Validate the individual lines of an XYZ file with one or more conformers.

The following points are ensured:

  • The first line of each structure block contains only a valid integer specifying the number of atoms in the block.

  • The number of atoms specified in the first line of each block matches the number of atoms specified in the first line of the first block.

  • Each atom line contains exactly one valid element symbol and three valid cartesian coordinates (x, y, z) that can be converted to floats.

  • The number of atom lines in each block matches the number of atoms specified in the first line of the file.

  • The elements in each block are identical and in the same order as found in the first structure block.

Please note: These checks are not exhaustive and beyond them the user is responsible to ensure that the individual structure blocks represent conformers of the same molecule.

Parameters:
file_linesList[str]

The individual lines of the XYZ file.

number_of_atomsint

The number of atoms in the molecule as defined by the first line of the XYZ file.

Returns:
Tuple[List[str], List[str], Optional[str]]

A tuple containing:

  • A list of the comment lines of each conformer block.

  • A list of strings, each string representing one conformer’s atom lines.

  • An error message if the file lines are not valid, otherwise None.

bonafide.utils.io_.extract_energy_from_string(line)[source]

Read the energy and its unit from a string and convert it to kJ/mol.

Supported energy units are: kcal/mol, kJ/mol, and Eh (Hartree).

Parameters:
linestr

A string containing the energy value and its unit.

Returns:
Tuple[Optional[float], Optional[str], Optional[float], Optional[str]]

A tuple containing:

  • The energy value as submitted if found (or None if no valid energy is found)

  • The unit as submitted if found (or None if no valid unit is found)

  • The energy value converted to kJ/mol (or None if no valid energy is found)

  • An error message (None if no error occurred).

bonafide.utils.io_.read_mol_object(mol)[source]

Process an RDKit molecule object for incorporation into a molecule vault.

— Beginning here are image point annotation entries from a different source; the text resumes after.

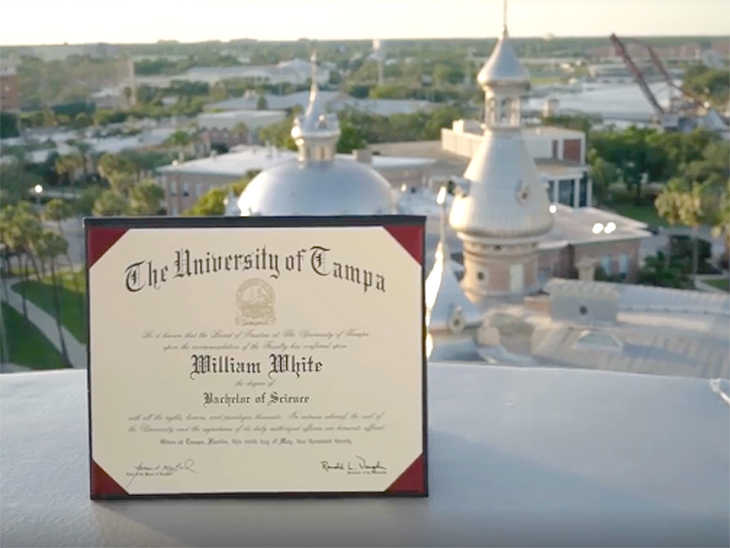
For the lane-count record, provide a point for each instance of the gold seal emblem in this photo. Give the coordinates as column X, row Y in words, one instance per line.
column 255, row 301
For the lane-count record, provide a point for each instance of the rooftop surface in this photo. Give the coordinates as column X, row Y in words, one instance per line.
column 238, row 163
column 657, row 331
column 334, row 100
column 517, row 457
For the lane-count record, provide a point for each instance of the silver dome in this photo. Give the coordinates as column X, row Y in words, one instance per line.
column 341, row 187
column 503, row 68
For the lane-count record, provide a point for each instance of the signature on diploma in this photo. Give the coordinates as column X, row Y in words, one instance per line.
column 160, row 470
column 354, row 467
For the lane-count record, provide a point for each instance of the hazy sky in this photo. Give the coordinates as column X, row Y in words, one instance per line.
column 115, row 21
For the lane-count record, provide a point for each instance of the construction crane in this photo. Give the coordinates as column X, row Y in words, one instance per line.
column 683, row 111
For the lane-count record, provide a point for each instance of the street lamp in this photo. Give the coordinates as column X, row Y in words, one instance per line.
column 38, row 189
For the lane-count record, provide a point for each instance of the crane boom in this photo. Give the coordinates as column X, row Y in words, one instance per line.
column 667, row 78
column 636, row 73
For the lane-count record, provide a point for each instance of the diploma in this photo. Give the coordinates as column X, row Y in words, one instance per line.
column 256, row 356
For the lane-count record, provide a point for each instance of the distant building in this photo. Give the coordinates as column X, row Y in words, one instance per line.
column 295, row 72
column 558, row 153
column 517, row 246
column 333, row 101
column 237, row 127
column 184, row 183
column 112, row 98
column 317, row 181
column 9, row 97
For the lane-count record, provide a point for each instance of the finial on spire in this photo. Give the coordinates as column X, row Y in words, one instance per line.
column 441, row 201
column 504, row 18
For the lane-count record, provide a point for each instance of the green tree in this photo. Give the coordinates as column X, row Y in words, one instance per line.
column 179, row 140
column 57, row 210
column 145, row 198
column 51, row 245
column 8, row 125
column 710, row 84
column 279, row 134
column 213, row 202
column 85, row 202
column 658, row 271
column 351, row 138
column 67, row 166
column 82, row 120
column 681, row 205
column 110, row 204
column 85, row 153
column 118, row 171
column 16, row 182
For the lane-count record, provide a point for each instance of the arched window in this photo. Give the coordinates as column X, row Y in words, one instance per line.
column 491, row 110
column 505, row 111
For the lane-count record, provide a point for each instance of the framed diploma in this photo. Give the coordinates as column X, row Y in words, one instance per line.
column 256, row 356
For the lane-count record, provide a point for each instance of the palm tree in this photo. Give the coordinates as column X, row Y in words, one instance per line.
column 59, row 210
column 145, row 197
column 681, row 205
column 21, row 230
column 118, row 171
column 84, row 150
column 109, row 204
column 66, row 167
column 50, row 246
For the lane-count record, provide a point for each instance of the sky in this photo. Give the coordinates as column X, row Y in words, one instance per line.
column 136, row 21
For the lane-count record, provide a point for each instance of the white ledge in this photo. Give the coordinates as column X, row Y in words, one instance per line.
column 517, row 457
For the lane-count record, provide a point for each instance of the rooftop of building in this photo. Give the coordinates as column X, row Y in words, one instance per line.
column 569, row 458
column 246, row 158
column 334, row 100
column 590, row 225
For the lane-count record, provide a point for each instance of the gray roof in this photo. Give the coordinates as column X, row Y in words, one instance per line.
column 342, row 187
column 660, row 331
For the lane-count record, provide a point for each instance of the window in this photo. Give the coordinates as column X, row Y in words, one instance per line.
column 516, row 278
column 504, row 111
column 607, row 264
column 566, row 191
column 583, row 192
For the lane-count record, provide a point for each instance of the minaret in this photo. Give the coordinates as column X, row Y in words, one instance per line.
column 230, row 203
column 501, row 209
column 452, row 320
column 315, row 132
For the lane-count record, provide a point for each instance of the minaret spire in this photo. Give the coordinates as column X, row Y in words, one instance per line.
column 443, row 245
column 313, row 71
column 504, row 19
column 316, row 132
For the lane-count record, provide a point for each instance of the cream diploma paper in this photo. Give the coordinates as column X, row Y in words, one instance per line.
column 256, row 360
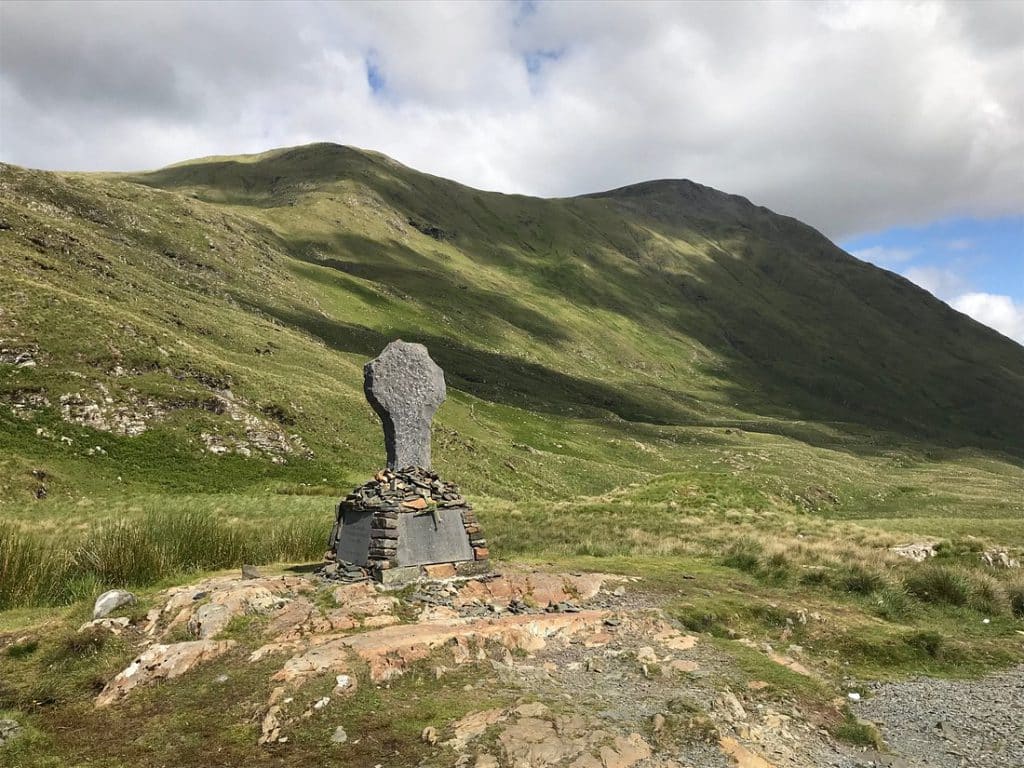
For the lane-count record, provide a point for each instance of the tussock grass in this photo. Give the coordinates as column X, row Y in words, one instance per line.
column 142, row 551
column 861, row 579
column 939, row 584
column 988, row 595
column 1015, row 594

The conformer molecule-level properties are moved to properties of the processed molecule objects.

Parameters:
molChem.rdchem.Mol

The RDKit molecule object to be processed. It can contain one or more conformers.

Returns:
Tuple[Chem.rdchem.Mol, List[Chem.rdchem.Mol]]

A tuple containing:

  • The initial input RDKit molecule object.

  • A list of RDKit molecule objects, each containing one conformer of the input molecule.

  • An error message if the input molecule object is not valid, otherwise None.

bonafide.utils.io_.read_sd_file(file_path)[source]

Read an SD file with one or more conformers.

The file must comply with the SD file format (see https://en.wikipedia.org/wiki/Chemical_table_file, last accessed on 23.09.2025).

Parameters:
file_pathstr

Path to the SD file.

Returns:
Tuple[Optional[List[Optional[Chem.rdchem.Mol]]], Optional[str]]

A tuple containing:

  • A list of RDKit molecule objects if the file could be read , otherwise None. The mol objects can also be None if individual conformers could not be parsed.

  • An error message if the file could not be read or is not valid, otherwise None.

bonafide.utils.io_.read_smarts(smarts)[source]

Read a SMARTS pattern and return an RDKit molecule object and an error message (None if no error).

Parameters:
smartsstr

The SMARTS pattern.

Returns:
Tuple[Optional[Chem.rdchem.Mol], Optional[str]]

A tuple containing:

  • An RDKit molecule object if the SMARTS pattern could be parsed, otherwise None.

  • An error message if the SMARTS pattern could not be parsed, otherwise None.

bonafide.utils.io_.read_smiles(smiles)[source]

Read a SMILES string and return an RDKit molecule object and an error message (None if no error).

Initially, sanitize=False is set in Chem.MolFromSmiles() to preserve the hydrogen atoms if they are given in the SMILES string. If the molecule object is successfully created, it is tried to be sanitized.

Parameters:
smilesstr

The SMILES string of a molecule.

Returns:
Tuple[Optional[Chem.rdchem.Mol], Optional[str]]

A tuple containing:

  • An RDKit molecule object if the SMILES string could be parsed, otherwise None.

  • An error message if the SMILES string could not be parsed or sanitized, otherwise None.

bonafide.utils.io_.read_xyz_file(file_path)[source]

Read an XYZ file with one or more conformers and validate its content.

The first line of each conformer block contains the number of atoms, the second line is a comment line, and the subsequent lines contain the atom symbols and their cartesian coordinates (in Angstrom). The individual conformers cannot be separated by empty lines. The file content is validated (see _validate_xyz() for details).

Parameters:
file_pathstr

The path to the XYZ file.

Returns:
Tuple[Optional[List[str]], Optional[str]]

A tuple containing:

  • A list of strings, each representing one conformer’s XYZ block.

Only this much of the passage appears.